A investigação independente da rede EU Kids Online procura aumentar o conhecimento sobre oportunidades, riscos e segurança online das crianças europeias e os seus resultados têm informado políticas públicas nacionais, europeias e internacionais.
Com vinte anos, a rede orienta-se pela Convenção das Nações Unidas sobre os Direitos da Criança e o Comentário Geral n.º 25 sobre os direitos das crianças no ambiente digital.
Proibições são problemáticas
Nos últimos tempos têm sido reclamadas proibições como meio para garantir a segurança das crianças no mundo digital. Contudo, a investigação aponta que proibições definitivas podem piorar a situação em vez de a resolver.
Restringir o acesso das crianças às plataformas digitais pode fazer ignorar as causas básicas dos riscos online e ter consequências negativas indesejadas.
Há mais de duas décadas que o mundo digital é parte integrante de crianças e adolescentes. Redes sociais, telemóveis e outras tecnologias digitais oferecem oportunidades para aprender, conectar-se e expressar-se. Estudos mostram que estas plataformas permitem que adquiram competências essenciais, interajam com colegas e acedam a informações vitais.
Embora os espaços digitais apresentem riscos, proibir totalmente o seu acesso não melhora necessariamente a segurança.
Alternativas às proibições
Importa ter em conta as idades, necessidades e circunstâncias. O seu direito a participar e a beneficiar do mundo digital deve ser equilibrado com medidas de proteção eficazes, em vez de ser eliminado por restrições generalizadas.
Como participantes ativos e detentores de direitos, crianças e adolescentes procuram proteção e inclusão no meio digital, para que se possam envolver e expressar em segurança.

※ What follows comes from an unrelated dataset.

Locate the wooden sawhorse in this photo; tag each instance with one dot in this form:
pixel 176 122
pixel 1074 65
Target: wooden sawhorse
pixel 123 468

Quando a sociedade restringe liberdades, os objetivos de restrições devem ser claramente expressos, os meios devem ser proporcionais e as medidas devem ser eficazes, transparentes e baseadas em evidências.
Implementar proibições de utilização de ecrã, smartphones ou redes sociais sem consulta viola o Artigo 12º da Convenção dos Direitos da Criança, que reconhece o direito a serem ouvidas em decisões que as afetam. Embora crianças mais novas ou grupos vulneráveis possam necessitar de proteções personalizadas, restrições amplas e universais correm o risco de prejudicar a autonomia e a capacidade de ação de todas.

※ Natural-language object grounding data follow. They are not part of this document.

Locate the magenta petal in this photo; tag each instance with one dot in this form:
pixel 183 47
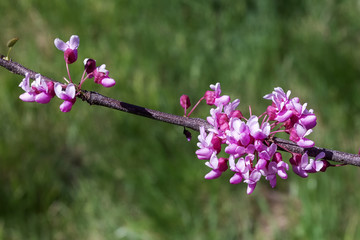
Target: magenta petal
pixel 251 188
pixel 305 143
pixel 59 44
pixel 108 82
pixel 42 98
pixel 284 115
pixel 309 121
pixel 26 97
pixel 297 170
pixel 74 42
pixel 203 153
pixel 237 178
pixel 223 100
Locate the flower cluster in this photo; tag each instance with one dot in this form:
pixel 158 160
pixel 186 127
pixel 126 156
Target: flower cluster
pixel 250 154
pixel 42 91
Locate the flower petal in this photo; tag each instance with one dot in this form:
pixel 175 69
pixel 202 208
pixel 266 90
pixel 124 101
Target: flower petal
pixel 60 44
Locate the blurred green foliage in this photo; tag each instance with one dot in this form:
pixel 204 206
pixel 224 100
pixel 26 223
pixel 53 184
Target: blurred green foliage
pixel 95 173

Em vez de recorrer a proibições ou esperar por soluções universais, a rede EU Kids Online reclama que decisores políticos invistam em quadros regulamentares fortes – e fortemente aplicados. Que exijam que as plataformas digitais mantenham elevados padrões de segurança, como a segurança pelo design, da Austrália, ou normas adequadas à idade, como na Europa.
Responsabilidades partilhadas
Governos, reguladores e indústria devem assumir responsabilidades pela segurança online, em vez de colocar o ónus apenas nas crianças, pais ou cuidadores.
Plataformas digitais e reguladores devem antecipar e abordar necessidades e direitos das crianças de forma justa e inclusiva, em vez de dependerem apenas dos pais e dos professores para enfrentar os desafios da segurança. A regulamentação é vital para que as empresas tecnológicas ajam de forma responsável.
Iniciativas educativas deverão complementar os esforços de segurança digital:
- Programas de literacia digital para crianças, pais, educadores e profissionais que apoiam os jovens.
- Orientação para decisores sobre como elaborar intervenções eficazes e sustentadas.
- Aplicação proativa de normas de segurança, garantindo que as plataformas cumprem os requisitos de design adequados para crianças.
Evidências científicas vs. narrativas simplistas
As decisões não se devem basear em mitos, ansiedades públicas ou exibicionismo político. Preocupações sobre redes sociais e saúde mental são válidas, mas estudos revelam inconsistências: alguns encontram benefícios, outros observam riscos, muitos não evidenciam efeitos significativos.
Dito isto, alguns adolescentes – em especial os já vulneráveis a problemas de saúde mental – podem sofrer efeitos negativos do uso excessivo das redes sociais ou dos jogos.
Esta complexidade realça a necessidade de intervenções direcionadas em vez de amplas proibições, e de investigação rigorosa e diferenciada em vez de narrativas simplistas que podem não abordar questões subjacentes como isolamento social, cyberbullying ou manipulação algorítmica. Por isso, as proibições não são resposta.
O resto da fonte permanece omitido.